Freitag, Juni 7th, 2024Der bekannte und sehr angesehene Historiker Heinrich August Winkler (seit 1962 Mitglied der SPD) rät der SPD angesichts der russischen Bedrohung, sich stärker am Kurs von Bundesverteidigungsminister Boris Pistorius zu orientieren: stärkere Unterstützung der Ukraine, mehr Abschreckung und mehr Geld für die Bundeswehr. „Mehr Pistorius und weniger Scholz im Wahlkampf wäre, glaube ich, ein sehr viel realistischeres Konzept.“ Die SPD dürfe sich nicht von Umfragen leiten lassen. Schon im März 2024 hatte Winkler gemeinsam mit anderen Historikern der SPD eine gefährliche Realitätsverweigerung vorgeworfen. So sei zum Beispiel das Festhalten an der Schuldenbremse ein Sicherheitsrisiko (SZ 7.6.24).
Heinrich August Winkler hat ganz und gar recht.
4846: Gerhard Schröder bekommt sein Büro nicht zurück.

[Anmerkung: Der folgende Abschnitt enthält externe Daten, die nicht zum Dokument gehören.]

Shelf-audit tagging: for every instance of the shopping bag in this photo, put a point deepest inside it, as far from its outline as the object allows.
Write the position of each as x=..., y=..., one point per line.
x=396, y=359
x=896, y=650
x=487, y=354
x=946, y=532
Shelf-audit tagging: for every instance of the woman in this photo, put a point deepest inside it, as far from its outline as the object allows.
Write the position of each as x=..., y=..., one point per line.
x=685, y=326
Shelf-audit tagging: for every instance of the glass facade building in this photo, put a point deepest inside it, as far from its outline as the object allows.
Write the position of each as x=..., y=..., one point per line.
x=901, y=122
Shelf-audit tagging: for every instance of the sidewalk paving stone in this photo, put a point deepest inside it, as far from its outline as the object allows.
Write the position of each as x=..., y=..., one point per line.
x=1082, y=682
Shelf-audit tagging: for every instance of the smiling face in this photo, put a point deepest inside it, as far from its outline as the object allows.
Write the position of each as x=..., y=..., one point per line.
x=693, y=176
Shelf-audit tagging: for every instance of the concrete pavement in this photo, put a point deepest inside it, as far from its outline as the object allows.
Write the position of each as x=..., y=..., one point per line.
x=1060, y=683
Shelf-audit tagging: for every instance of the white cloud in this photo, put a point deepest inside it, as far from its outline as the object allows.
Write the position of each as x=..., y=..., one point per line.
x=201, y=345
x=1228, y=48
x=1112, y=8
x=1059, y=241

Freitag, Juni 7th, 2024Das Oberverwaltungsgericht Berlin-Brandenburg hat entschieden, dass Altkanzler (1998-2005) Gerhard Schröder (SPD) (80) sein Büro im Bundestag (auf Staatskosten; 400000 Euro pro Jahr) nicht zurückbekommt. Das hatte vorher schon das Verwaltungsgericht Berlin festgestellt. Zuletzt (bis 2022) hatte Schröder in einem Gebäude des Bundestags sieben Räume und fünf Mitarbeiter. Der Haushaltsausschuss des Bundestags hatte beschlossen, das Büro aufzulösen, weil Schröder keine Verpflichtungen im Kontext seines früheren Postens wahrnahm (Erfüllung öffentlicher Aufgaben). Schröder war zur Verkündung des Urteils persönlich im Gericht erschienen. Er ist, was mit dem Urteil nichts zu tun hat, ein persönlicher Freund des russischen Kriegsverbrechers Wladimir Putin (SZ 7.6.24; Andreas Rabenstein, GT 7.6.24).

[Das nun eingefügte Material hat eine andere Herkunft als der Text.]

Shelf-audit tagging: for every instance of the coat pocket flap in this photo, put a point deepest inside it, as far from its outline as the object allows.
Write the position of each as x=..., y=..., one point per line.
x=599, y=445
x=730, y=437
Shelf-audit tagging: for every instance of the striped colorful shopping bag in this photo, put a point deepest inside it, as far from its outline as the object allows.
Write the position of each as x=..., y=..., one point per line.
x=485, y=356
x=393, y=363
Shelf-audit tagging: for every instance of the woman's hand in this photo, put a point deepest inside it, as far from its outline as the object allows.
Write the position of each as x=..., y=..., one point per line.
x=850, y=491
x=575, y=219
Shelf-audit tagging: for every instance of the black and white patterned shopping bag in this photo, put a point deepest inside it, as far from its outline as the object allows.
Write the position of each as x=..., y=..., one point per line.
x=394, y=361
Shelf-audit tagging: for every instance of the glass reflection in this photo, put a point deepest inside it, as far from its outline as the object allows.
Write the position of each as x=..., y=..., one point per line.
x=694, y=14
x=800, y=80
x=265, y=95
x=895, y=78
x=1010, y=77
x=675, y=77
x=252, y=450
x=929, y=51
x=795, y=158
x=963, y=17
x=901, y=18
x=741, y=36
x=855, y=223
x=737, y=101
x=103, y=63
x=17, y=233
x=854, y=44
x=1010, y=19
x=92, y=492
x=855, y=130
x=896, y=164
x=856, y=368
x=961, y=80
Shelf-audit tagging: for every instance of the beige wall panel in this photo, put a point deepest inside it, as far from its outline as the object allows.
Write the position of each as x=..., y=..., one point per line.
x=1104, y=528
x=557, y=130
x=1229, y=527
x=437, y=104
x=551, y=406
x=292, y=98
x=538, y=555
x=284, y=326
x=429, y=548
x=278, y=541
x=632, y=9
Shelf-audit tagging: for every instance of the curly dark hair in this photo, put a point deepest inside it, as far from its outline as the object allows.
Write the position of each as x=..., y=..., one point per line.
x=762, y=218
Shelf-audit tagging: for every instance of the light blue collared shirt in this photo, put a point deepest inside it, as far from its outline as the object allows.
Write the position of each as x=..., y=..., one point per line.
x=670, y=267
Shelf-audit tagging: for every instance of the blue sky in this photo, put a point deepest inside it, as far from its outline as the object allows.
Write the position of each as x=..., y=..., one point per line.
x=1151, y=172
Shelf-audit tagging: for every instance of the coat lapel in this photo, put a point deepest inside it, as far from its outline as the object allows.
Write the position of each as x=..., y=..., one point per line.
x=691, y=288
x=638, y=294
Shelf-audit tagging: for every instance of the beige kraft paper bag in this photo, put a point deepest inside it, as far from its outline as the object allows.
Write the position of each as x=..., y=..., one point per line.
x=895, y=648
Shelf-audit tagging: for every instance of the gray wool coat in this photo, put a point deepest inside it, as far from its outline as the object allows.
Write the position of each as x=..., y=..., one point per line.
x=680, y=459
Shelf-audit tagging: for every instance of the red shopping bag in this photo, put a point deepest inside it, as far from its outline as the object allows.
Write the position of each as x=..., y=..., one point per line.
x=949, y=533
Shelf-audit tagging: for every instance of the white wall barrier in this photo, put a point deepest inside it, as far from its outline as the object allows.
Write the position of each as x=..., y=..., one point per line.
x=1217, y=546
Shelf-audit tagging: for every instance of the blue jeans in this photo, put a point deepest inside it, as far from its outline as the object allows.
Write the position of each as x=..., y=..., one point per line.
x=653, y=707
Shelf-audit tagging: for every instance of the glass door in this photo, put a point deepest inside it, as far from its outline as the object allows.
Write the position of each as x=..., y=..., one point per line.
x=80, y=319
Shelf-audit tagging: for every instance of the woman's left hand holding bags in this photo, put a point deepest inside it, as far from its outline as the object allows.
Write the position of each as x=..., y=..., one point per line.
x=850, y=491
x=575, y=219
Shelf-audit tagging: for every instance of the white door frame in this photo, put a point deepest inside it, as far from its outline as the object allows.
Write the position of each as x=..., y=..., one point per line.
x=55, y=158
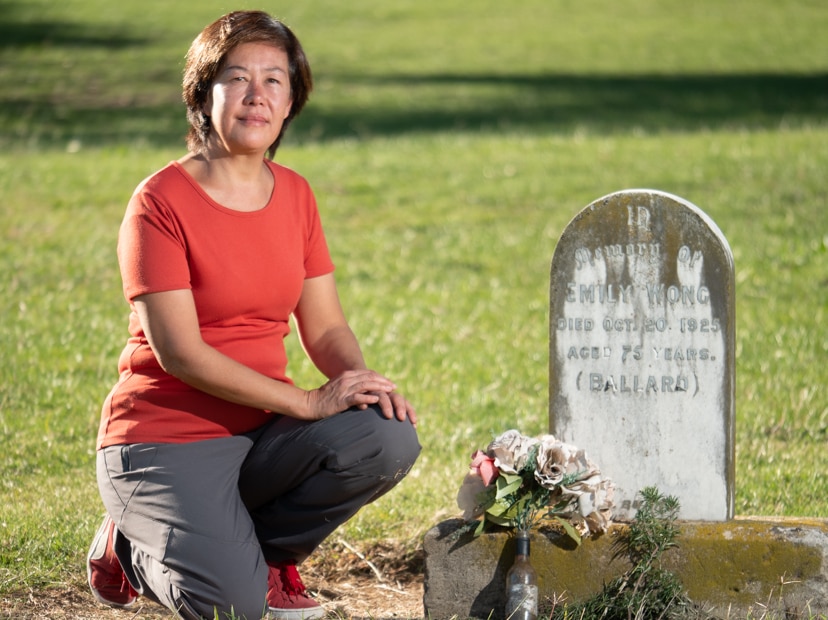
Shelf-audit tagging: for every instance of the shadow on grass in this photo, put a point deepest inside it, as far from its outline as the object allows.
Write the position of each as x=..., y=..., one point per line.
x=51, y=107
x=443, y=103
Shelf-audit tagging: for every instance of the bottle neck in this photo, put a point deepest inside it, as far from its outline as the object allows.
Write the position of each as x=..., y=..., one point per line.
x=522, y=545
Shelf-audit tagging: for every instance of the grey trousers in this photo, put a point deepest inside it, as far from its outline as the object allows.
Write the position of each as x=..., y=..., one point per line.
x=197, y=522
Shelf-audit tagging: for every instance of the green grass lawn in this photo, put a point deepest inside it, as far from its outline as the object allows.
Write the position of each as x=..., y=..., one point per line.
x=449, y=144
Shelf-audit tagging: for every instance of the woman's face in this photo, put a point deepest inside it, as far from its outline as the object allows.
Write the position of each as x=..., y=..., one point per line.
x=249, y=100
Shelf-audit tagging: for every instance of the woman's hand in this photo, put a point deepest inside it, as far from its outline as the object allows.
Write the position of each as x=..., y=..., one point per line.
x=359, y=388
x=395, y=405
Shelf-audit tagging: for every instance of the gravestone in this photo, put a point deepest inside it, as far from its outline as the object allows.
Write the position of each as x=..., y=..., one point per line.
x=641, y=370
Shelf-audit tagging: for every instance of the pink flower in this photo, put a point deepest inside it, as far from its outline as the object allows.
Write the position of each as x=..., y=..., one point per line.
x=483, y=466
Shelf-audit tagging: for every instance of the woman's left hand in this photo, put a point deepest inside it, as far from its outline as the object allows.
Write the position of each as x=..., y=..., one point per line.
x=394, y=405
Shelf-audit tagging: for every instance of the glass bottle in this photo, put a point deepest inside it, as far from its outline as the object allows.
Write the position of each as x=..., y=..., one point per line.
x=521, y=583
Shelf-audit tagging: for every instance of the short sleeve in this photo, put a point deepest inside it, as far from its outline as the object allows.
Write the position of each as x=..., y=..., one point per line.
x=152, y=251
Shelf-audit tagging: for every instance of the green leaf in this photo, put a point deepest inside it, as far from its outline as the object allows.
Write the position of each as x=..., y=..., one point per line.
x=570, y=530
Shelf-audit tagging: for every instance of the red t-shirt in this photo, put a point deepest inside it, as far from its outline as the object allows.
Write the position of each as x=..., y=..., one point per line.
x=245, y=270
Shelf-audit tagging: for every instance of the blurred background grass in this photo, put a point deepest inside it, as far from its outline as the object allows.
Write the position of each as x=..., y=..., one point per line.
x=448, y=145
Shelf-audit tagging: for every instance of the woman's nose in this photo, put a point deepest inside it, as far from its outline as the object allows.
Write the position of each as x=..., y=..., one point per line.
x=254, y=93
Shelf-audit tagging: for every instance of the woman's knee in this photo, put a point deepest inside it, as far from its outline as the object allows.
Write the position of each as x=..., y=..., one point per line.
x=398, y=445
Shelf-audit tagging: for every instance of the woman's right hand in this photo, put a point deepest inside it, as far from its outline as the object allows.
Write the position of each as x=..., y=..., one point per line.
x=352, y=388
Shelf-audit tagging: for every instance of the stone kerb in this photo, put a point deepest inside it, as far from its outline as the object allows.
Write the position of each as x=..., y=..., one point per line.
x=641, y=370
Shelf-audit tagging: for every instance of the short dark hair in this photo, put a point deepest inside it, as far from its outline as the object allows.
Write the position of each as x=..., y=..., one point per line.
x=209, y=51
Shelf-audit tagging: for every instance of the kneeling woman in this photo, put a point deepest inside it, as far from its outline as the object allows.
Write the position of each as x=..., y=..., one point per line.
x=218, y=474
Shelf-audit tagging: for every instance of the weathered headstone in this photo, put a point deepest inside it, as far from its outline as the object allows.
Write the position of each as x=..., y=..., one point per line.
x=641, y=369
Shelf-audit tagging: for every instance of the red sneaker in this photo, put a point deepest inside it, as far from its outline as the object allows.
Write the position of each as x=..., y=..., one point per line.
x=286, y=595
x=106, y=578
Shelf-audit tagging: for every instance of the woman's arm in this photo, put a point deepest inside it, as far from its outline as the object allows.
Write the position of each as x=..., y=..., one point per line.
x=331, y=344
x=170, y=323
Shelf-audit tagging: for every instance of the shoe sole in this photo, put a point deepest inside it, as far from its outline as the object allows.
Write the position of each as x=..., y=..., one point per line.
x=102, y=534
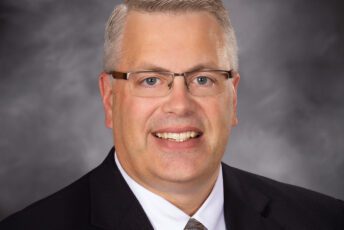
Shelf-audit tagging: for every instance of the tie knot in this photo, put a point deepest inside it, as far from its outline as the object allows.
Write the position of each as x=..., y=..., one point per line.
x=193, y=224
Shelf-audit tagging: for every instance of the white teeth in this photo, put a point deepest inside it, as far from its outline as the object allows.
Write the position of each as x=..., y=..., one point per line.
x=179, y=137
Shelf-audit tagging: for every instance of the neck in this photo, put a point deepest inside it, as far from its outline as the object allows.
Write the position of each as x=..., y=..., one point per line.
x=190, y=200
x=188, y=196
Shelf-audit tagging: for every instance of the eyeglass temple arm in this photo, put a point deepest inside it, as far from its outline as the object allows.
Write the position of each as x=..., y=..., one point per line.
x=118, y=75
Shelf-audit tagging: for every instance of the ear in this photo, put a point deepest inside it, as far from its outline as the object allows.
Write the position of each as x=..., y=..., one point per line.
x=235, y=82
x=105, y=88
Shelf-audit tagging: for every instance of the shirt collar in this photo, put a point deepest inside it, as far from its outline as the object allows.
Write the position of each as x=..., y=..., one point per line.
x=164, y=215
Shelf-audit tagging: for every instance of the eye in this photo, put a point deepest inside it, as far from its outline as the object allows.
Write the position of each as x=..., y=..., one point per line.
x=203, y=81
x=151, y=81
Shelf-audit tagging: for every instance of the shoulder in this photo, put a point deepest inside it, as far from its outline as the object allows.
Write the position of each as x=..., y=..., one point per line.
x=287, y=203
x=58, y=211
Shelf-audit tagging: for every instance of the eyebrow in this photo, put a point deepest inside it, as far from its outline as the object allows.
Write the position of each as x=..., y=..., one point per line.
x=152, y=67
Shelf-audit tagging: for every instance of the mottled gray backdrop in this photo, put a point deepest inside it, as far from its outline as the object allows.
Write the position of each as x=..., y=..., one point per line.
x=291, y=97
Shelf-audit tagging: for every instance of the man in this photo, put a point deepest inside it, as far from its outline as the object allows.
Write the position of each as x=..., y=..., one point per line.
x=169, y=89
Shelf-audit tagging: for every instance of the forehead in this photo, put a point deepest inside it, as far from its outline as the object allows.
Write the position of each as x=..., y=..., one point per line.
x=174, y=41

4844: Mindestlohn: 16 Euro ?
Mittwoch, Juni 5th, 2024Bundeskanzler Olaf Scholz (SPD) hat einen Mindestlohn von 15 Euro für angemessen gehalten. Nun schlägt die Denkfabrik „Dezernat Zukunft“ 16 Euro vor. Das würde der Wirtschaft nicht schaden. Die Erhöhung müsse schrittweise vorgenommen werden. Dann würde rund ein Viertel der Beschäftigten mehr verdienen (SZ 5.6.24).
4843: ANC verliert absolute Mehrheit.
Dienstag, Juni 4th, 2024Südafrika ist der Staat mit der höchsten Korruption weltweit. Bei den Wahlen hat der ANC, der seit 30 Jahren regiert, die absolute Mehrheit verloren. 40,21 Prozent hat er erreicht. Die Democratic Alliance (DA) bekam 21,78 Prozent. Jakob Zumas MK 14,58 Prozent. Die ganze Zeit machten Gerüchte von Wahlmanipulation die Runde. In Südafrika sind die Wirtschaftsdaten negativ. Der ANC wird nun eine Koalition bilden müssen (SZ 3.6.24).